Getting back to the ‘bravery transfusion’, we watched as Granny seemed to  summon up these ‘bravery’  feelings in her body.  Then she said in a very calm voice to Tanya:

“Prepare yourself to receive a transfusion of my bravery in to you.  There is nothing that makes a granny happier and fulfilled that doing what I am about to do for you!  Now, please close your eyes and let me take your hand in mine.”  Granny sounded as she really loved Tanya. She took Tanya’s right  hand tenderly in to hers and  rubbed  the back of her hand lightly as if you were polishing a diamond of inestimable value that she was concerned she might scratch. As I was watching so intently as was everyone else,   very gradually and slowly granny tightened her grip.  She went silent but told us later she  was telling herself -but not out loud- the story of overcoming one of those  Fear  from her past.  She said that she let her  grip  tell you Tanya her story, but not in words but rather in touch.  She smiled and said she was translating her bravery story through bodily feelings into Tanya’s body.  She told us later that it was only  the story she was telling herself came to a happy ending and now believed she could feel her bravery in a manner of speaking, flowing in to Tanya’s bloodstream, she asked her: “Tanya, can you feel my bravery running in to your hand?”  Tanya’s eyes were still closed but she said: “Yes I can, granny!’  Granny asked: “Is my bravery warm or cold?”  Tanya replied: “It’s warm granny.”  “Has my bravery reached your elbow yet?””  Then granny touched Tanya on the elbow with her free hand as if she was indicating to Tanya exactly the point on her body she was referring to. She stayed silent for what seemed a long time but probably wasn’t really that long and said: “Has it reached your heart yet?”  Tanya smiled and we could see she was nodding. Granny then was sort of laughing:  “It’s going down hill now so it won’t take too long to reach your toes!” and pinched Tanya’s t big toe on her right foot. Not too much later and anticipating a satisfied customer, granny asked: “When you feel your bravery is topped up, let me know, Tanya?”  Tanya seemed to smile again and nod.

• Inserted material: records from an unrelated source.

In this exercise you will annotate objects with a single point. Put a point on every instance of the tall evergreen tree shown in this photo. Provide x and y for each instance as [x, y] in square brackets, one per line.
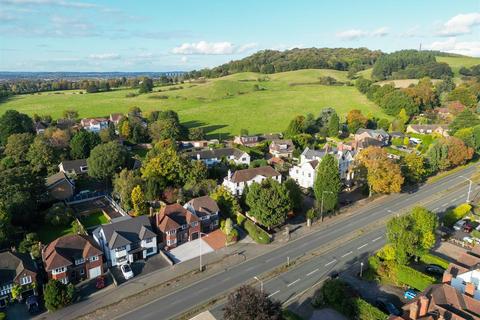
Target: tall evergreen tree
[327, 183]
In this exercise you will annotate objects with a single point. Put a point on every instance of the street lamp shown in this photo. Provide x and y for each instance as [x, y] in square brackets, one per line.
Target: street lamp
[261, 283]
[469, 187]
[201, 266]
[321, 207]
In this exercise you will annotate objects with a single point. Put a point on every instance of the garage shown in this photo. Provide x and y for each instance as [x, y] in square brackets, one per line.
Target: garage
[94, 272]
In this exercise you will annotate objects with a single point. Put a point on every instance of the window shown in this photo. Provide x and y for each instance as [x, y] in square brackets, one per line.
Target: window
[59, 270]
[26, 280]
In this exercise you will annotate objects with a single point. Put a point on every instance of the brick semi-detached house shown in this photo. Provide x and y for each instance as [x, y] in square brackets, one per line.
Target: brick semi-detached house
[176, 225]
[72, 258]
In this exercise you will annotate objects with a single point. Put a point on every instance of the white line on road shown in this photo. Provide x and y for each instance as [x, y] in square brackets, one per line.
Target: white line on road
[333, 261]
[273, 293]
[292, 283]
[366, 244]
[312, 272]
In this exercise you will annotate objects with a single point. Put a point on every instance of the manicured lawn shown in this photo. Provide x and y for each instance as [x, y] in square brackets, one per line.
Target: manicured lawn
[221, 106]
[93, 219]
[47, 233]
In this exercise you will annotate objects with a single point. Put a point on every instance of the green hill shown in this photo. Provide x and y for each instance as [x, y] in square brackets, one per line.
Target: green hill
[222, 106]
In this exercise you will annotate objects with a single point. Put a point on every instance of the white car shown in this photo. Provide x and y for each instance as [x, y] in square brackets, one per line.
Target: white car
[126, 271]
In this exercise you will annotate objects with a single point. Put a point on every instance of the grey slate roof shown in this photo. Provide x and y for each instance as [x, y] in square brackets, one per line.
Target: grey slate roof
[216, 153]
[127, 231]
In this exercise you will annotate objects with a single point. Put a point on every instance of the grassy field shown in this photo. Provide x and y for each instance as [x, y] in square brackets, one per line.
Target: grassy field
[222, 106]
[457, 62]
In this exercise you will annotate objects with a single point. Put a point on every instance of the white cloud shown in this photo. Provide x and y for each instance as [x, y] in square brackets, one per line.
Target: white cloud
[460, 24]
[451, 45]
[380, 32]
[105, 56]
[354, 34]
[212, 48]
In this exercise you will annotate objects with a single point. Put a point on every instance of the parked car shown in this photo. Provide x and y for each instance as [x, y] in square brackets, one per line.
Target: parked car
[126, 271]
[410, 294]
[434, 269]
[387, 307]
[33, 305]
[459, 225]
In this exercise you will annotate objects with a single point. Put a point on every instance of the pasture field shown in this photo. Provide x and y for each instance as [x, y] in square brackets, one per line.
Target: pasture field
[457, 62]
[223, 106]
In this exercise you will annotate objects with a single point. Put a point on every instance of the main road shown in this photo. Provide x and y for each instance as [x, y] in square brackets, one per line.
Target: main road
[285, 287]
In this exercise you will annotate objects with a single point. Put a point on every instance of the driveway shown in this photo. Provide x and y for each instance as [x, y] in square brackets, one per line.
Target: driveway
[189, 250]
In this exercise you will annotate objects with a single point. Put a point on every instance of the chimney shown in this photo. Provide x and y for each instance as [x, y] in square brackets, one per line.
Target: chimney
[413, 311]
[447, 278]
[470, 289]
[423, 306]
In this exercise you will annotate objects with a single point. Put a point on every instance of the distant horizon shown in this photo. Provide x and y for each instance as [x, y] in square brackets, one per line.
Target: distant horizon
[103, 35]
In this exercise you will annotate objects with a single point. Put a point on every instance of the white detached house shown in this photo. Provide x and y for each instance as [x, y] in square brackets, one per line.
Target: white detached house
[237, 181]
[305, 172]
[126, 240]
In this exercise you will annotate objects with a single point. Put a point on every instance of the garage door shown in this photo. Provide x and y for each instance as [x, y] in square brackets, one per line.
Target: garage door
[94, 272]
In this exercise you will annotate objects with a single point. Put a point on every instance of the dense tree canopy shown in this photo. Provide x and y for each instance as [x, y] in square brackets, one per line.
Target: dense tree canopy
[14, 122]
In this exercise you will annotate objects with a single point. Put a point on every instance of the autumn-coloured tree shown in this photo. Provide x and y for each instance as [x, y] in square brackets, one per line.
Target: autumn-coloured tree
[356, 120]
[138, 200]
[383, 175]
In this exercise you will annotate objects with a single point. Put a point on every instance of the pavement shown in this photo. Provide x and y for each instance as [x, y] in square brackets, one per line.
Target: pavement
[342, 244]
[189, 250]
[335, 244]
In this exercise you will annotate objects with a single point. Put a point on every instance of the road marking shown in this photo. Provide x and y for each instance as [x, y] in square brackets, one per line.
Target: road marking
[366, 244]
[312, 272]
[292, 283]
[273, 293]
[333, 261]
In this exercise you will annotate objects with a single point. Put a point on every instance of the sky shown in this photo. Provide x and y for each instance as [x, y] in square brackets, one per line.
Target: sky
[182, 35]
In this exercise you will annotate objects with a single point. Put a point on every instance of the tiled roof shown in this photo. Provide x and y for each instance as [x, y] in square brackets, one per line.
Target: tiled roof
[173, 216]
[65, 250]
[126, 231]
[204, 205]
[216, 153]
[249, 174]
[14, 263]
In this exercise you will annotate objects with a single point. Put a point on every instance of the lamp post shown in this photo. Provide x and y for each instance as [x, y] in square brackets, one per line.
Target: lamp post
[469, 187]
[201, 266]
[321, 206]
[261, 283]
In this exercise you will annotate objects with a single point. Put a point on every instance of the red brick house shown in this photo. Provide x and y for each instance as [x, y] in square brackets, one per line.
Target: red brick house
[16, 269]
[176, 225]
[72, 258]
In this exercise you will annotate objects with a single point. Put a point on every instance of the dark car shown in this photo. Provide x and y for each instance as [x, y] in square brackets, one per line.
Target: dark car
[434, 269]
[33, 304]
[387, 307]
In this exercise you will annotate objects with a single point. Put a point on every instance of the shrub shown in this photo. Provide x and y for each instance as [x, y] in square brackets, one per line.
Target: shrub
[432, 259]
[59, 215]
[456, 214]
[256, 233]
[413, 278]
[365, 311]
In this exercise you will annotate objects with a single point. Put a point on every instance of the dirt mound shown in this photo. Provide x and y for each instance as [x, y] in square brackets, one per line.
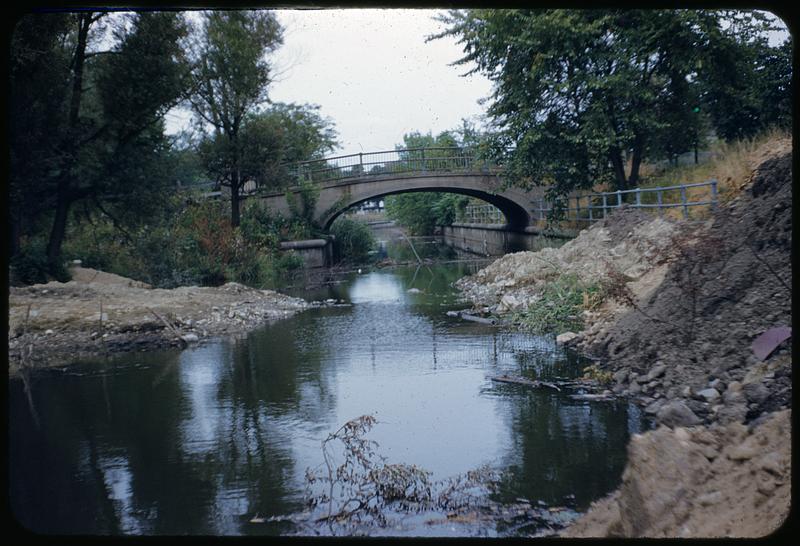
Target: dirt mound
[88, 275]
[726, 286]
[98, 313]
[722, 481]
[628, 241]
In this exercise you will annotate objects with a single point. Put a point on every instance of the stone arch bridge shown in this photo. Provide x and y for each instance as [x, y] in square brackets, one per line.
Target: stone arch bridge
[346, 181]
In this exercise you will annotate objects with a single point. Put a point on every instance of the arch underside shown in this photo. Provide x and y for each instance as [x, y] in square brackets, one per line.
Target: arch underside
[516, 215]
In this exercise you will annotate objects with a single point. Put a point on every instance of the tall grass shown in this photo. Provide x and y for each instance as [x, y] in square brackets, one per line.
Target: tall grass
[731, 164]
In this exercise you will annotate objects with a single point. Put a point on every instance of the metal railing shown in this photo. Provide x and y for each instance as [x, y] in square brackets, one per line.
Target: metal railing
[427, 159]
[597, 205]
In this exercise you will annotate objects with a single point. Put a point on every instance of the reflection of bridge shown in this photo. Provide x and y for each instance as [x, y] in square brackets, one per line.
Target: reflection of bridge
[348, 180]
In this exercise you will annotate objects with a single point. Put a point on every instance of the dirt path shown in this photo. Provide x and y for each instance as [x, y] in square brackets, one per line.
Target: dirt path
[97, 313]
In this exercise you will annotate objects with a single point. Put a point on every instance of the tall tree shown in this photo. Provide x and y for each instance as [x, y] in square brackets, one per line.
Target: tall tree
[232, 74]
[107, 105]
[268, 141]
[581, 95]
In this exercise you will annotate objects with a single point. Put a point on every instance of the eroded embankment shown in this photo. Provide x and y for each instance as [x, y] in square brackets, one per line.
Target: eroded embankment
[685, 303]
[99, 313]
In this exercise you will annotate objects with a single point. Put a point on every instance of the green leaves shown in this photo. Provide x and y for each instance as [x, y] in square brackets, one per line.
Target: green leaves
[584, 95]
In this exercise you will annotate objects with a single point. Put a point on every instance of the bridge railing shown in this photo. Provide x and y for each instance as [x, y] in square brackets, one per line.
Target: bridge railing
[595, 206]
[427, 159]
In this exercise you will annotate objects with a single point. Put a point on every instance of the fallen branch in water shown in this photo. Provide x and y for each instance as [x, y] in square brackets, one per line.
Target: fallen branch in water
[524, 381]
[170, 327]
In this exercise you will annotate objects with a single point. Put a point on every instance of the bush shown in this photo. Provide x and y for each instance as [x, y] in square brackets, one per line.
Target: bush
[560, 306]
[30, 266]
[354, 240]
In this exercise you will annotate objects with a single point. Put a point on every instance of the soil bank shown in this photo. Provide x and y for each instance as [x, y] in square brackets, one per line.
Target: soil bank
[696, 296]
[99, 313]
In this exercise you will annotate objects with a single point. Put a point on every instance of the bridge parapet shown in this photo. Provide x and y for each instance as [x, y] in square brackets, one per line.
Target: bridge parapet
[408, 160]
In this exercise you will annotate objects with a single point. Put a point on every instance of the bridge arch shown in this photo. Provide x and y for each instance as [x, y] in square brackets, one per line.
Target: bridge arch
[345, 181]
[515, 212]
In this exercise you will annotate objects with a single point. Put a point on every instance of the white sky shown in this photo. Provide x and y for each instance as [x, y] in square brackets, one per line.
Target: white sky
[372, 74]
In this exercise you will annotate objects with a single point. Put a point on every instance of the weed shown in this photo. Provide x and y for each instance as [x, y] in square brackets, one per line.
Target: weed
[560, 305]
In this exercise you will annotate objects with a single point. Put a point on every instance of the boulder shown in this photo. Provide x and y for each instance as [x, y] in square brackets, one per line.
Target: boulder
[656, 371]
[677, 414]
[709, 395]
[566, 337]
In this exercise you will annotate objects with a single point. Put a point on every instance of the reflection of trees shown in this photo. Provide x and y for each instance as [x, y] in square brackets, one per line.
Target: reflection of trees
[563, 447]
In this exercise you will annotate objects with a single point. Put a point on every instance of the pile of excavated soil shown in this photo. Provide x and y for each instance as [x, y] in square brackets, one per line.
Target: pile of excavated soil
[628, 241]
[690, 341]
[98, 313]
[721, 481]
[683, 352]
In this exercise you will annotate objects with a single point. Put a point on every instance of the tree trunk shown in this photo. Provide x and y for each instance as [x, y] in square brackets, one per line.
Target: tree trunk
[619, 168]
[235, 187]
[636, 162]
[59, 226]
[63, 193]
[14, 233]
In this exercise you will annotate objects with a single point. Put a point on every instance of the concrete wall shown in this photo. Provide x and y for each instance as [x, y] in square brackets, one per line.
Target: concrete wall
[495, 239]
[314, 252]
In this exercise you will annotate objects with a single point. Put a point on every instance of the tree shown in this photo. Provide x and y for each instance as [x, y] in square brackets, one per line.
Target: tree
[749, 87]
[582, 95]
[269, 140]
[86, 112]
[421, 212]
[232, 74]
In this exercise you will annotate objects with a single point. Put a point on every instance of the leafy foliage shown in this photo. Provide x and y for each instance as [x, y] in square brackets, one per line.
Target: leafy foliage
[86, 116]
[560, 305]
[353, 239]
[582, 96]
[231, 77]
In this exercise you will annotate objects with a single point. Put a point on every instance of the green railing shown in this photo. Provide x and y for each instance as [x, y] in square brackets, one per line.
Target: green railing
[408, 160]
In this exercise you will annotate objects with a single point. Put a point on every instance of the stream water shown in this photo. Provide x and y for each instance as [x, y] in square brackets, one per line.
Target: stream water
[203, 440]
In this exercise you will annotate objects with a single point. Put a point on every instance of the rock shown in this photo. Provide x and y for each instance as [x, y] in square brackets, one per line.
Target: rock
[566, 337]
[708, 499]
[653, 408]
[709, 395]
[756, 392]
[676, 413]
[718, 385]
[657, 371]
[771, 463]
[766, 487]
[734, 386]
[621, 375]
[743, 452]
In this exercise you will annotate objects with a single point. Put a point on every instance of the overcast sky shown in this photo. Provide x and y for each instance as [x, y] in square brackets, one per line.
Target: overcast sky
[373, 74]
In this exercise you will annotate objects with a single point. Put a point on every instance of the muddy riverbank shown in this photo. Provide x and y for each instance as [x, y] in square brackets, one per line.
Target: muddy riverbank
[684, 305]
[99, 313]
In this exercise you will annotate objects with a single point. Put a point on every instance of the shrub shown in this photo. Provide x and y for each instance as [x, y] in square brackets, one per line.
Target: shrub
[560, 305]
[30, 265]
[354, 240]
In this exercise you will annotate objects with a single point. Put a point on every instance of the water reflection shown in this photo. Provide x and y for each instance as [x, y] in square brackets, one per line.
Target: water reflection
[202, 440]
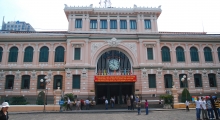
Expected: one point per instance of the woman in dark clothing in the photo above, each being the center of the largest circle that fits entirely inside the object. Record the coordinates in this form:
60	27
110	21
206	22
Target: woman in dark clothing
4	111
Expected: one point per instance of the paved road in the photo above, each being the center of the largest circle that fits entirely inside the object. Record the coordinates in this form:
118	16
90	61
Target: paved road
153	115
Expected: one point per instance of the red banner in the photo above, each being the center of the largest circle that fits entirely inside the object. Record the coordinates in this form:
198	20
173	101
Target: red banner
115	78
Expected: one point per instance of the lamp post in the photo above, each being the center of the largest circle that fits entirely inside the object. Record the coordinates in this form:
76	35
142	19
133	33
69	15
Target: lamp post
184	79
45	81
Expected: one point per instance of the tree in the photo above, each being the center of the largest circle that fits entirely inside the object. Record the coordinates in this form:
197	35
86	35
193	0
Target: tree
186	96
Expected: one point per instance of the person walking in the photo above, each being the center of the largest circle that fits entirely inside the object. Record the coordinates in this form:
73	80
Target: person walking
82	104
106	104
68	105
129	103
204	110
87	104
4	111
139	107
198	108
209	108
187	105
213	105
146	106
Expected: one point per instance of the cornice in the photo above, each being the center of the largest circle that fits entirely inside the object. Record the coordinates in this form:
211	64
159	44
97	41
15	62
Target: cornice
192	38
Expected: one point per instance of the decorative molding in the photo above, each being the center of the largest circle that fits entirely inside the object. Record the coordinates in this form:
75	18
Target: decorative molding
132	47
113	42
95	47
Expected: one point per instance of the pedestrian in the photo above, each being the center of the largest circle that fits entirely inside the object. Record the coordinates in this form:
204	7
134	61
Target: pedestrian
106	104
87	104
187	105
4	111
82	104
68	105
198	108
209	108
78	104
146	106
217	105
129	103
112	102
138	105
203	107
132	102
213	106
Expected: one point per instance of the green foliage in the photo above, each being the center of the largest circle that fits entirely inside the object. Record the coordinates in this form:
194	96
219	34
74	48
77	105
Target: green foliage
18	100
168	99
40	98
186	95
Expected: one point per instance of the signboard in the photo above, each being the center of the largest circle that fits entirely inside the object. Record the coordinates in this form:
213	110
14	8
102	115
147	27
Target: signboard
115	78
61	102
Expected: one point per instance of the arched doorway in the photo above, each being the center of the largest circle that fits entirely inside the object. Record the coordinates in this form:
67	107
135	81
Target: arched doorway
115	69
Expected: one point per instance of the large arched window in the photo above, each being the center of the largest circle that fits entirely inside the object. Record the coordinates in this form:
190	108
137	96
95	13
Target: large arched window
219	53
13	54
194	54
180	54
59	54
165	54
1	51
44	53
208	54
28	54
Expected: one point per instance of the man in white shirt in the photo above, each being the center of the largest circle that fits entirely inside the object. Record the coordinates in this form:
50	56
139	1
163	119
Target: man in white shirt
204	109
198	108
187	105
106	104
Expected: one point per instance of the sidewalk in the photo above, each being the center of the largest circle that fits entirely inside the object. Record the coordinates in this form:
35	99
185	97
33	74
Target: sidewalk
92	111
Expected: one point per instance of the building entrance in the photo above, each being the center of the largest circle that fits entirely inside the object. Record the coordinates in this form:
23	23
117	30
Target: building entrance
117	90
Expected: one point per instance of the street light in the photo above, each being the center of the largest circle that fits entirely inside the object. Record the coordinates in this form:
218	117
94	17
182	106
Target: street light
183	79
45	82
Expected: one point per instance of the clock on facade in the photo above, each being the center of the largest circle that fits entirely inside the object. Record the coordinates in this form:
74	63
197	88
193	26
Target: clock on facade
113	64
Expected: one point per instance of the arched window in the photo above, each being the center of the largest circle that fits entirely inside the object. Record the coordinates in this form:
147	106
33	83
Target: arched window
28	54
208	54
44	53
1	51
59	54
168	81
219	53
57	81
13	54
180	54
194	54
165	54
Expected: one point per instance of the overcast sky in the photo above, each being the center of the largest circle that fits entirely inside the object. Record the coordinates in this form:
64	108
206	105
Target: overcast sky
176	16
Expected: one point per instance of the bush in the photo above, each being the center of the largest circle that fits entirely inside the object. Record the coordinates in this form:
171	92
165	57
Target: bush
18	100
168	99
186	95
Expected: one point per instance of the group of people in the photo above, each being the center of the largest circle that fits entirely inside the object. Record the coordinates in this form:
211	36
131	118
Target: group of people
207	105
80	104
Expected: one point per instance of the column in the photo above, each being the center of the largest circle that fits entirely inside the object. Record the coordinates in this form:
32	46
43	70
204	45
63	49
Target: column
36	56
51	55
5	55
159	60
20	55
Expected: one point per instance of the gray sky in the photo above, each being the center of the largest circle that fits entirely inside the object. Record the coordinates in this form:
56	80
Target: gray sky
176	16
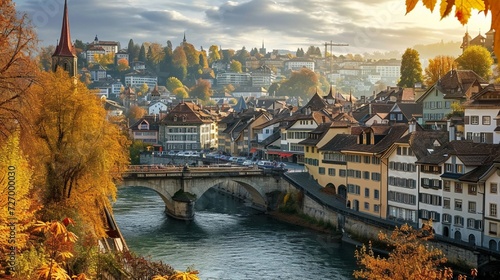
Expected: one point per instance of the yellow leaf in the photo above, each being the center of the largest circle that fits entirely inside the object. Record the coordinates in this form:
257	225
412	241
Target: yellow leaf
494	7
446	7
430	4
463	9
410	5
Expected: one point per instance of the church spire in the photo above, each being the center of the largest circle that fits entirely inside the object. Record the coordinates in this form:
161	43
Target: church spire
65	48
65	53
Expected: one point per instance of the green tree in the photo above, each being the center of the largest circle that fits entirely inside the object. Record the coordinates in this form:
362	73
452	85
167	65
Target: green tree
173	83
477	59
202	90
235	66
81	153
301	83
438	67
411	69
179	64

“In that case, open your eyes now!” Granny had a smile that seemed to say she was proud of both of them for sharing something like bravery”. Granny very slowly withdraw her hand but before she had it back, she said:

“Any time you need another bravery transfusion, just ask me!  Okay?  And if I need one, can I ask you for one?  I know I would really appreciate you doing that for me if I need it.  And you know that bravery can come and go after earthquakes and aftershocks”.

I think Tanya had some tears in her eyes but wiped them away when she saw everyone in the room was staring at her.  She told granny that of course she would do the same for her if granny needed a bravery transfusion.  We heard a few days later that granny had rung up Tanya and asked if she could come around as she was in short supply of bravery and knew she could count on Tanya to “fill me up if you have more than you need today”.

After this meeting, this bravery transfusion stuff really caught on in our family.  Funny because I thought it would have been really embarrassing to go to Dad for a bravery transfusion but it wasn’t at all.  And one day when he asked if I might give him a bravery transfusion and he thanked me afterwards, I felt I was really growing back from the earthquakes and aftershocks.